Light of My Life Review

Light of My Life is a 2019 drama about a father and his child who journey through the outskirts of society a decade after a pandemic has wiped out half the world’s population.

Post-apocalyptic stories have had a slow steady evolution over the past few decades, from combative, vehicular bloodbaths across barren terrain to more intimate struggles for survival less centered on the chaotic violence and more on the desperate personal challenges of keeping alive. With Casey Affleck‘s debut effort Light of My Life, it is just that, perhaps offering up a familiar theme most will recognize at least superficially, but not for a moment scrimping on the emotional impact it has stored in potential. This is a deeply sentimental and harrowing film that is as traumatizing as it is wondrous.

Dad (Affleck) is traveling across the United States along with his son, though that’s not really the case. His ‘son’ is actually his daughter, Rag (Anna Pniowsky), a truth that must be keep a secret. That’s because things are not well. A horrific viral plague has swept most of the entire population of women from the planet, leaving men to deal with what could amount to a species-ending catastrophe. Rag is still a child, eleven-years-old, able to – at least from a short distance – appear like a boy, but the landscape is not safe, with men hunting and collecting any females they can find for unmentionable acts in secret bunkers. Dad must protect Rag, nomadically trying to find sustenance and a roof while his daughter begins to question the world around her and establish her own lot in the chaos, forcing him into sometimes hostile corners.

While the story might ring of a few other recent entries in the genre, including the equally challenging 2006 Alfonso Cuarón thriller Children of Men, Affleck, who is also the film’s credited writer, makes this his own, not steering too hard into the now trope-ish standards of these kinds of movies, but instead ringing all he can out of the characters. This is a truly harrowing bit of cinema that is at times, achingly authentic, jarringly heartbreaking, and always convincing. Dad’s poignant and sometimes painful efforts to deal with a growing daughter, whose mother (Elisabeth Moss) she can’t remember – she succumbing to the virus while Rag was an infant – are truly affecting.

That said, it is not an action movie, far from it, the film carefully paced as Affleck tenders to these few people with sensational attention to detail. We become part of the odyssey, sympathetic to the near impossible efforts of Dad while drawn to the endless curiosity of Rag. And it’s the performances of both Affleck and Pniowsky, who is nothing short of a minor miracle, that make this such a powerful experience. You believe these are real people, fall into their plight without question, and become almost symbiotically attached to their fates. It’s nothing you can shake off with ease.
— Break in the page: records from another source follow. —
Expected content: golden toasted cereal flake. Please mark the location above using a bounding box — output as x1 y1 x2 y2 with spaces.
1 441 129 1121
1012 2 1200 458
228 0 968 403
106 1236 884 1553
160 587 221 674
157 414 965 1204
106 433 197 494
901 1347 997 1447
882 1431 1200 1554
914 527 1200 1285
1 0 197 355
There’s a kind of knowing where this must end, and Affleck lets Dad be the mentor, teacher, and protector with a saddening sense of reality (and sometimes brutal violence), creating one of the most endearing on-screen characters in a long time. Along with Pniowsky, Light of My Life makes for a story with powerful resonance that may test audiences weaned on fast-paced action, but is nonetheless a potent, rewarding journey you shouldn’t miss.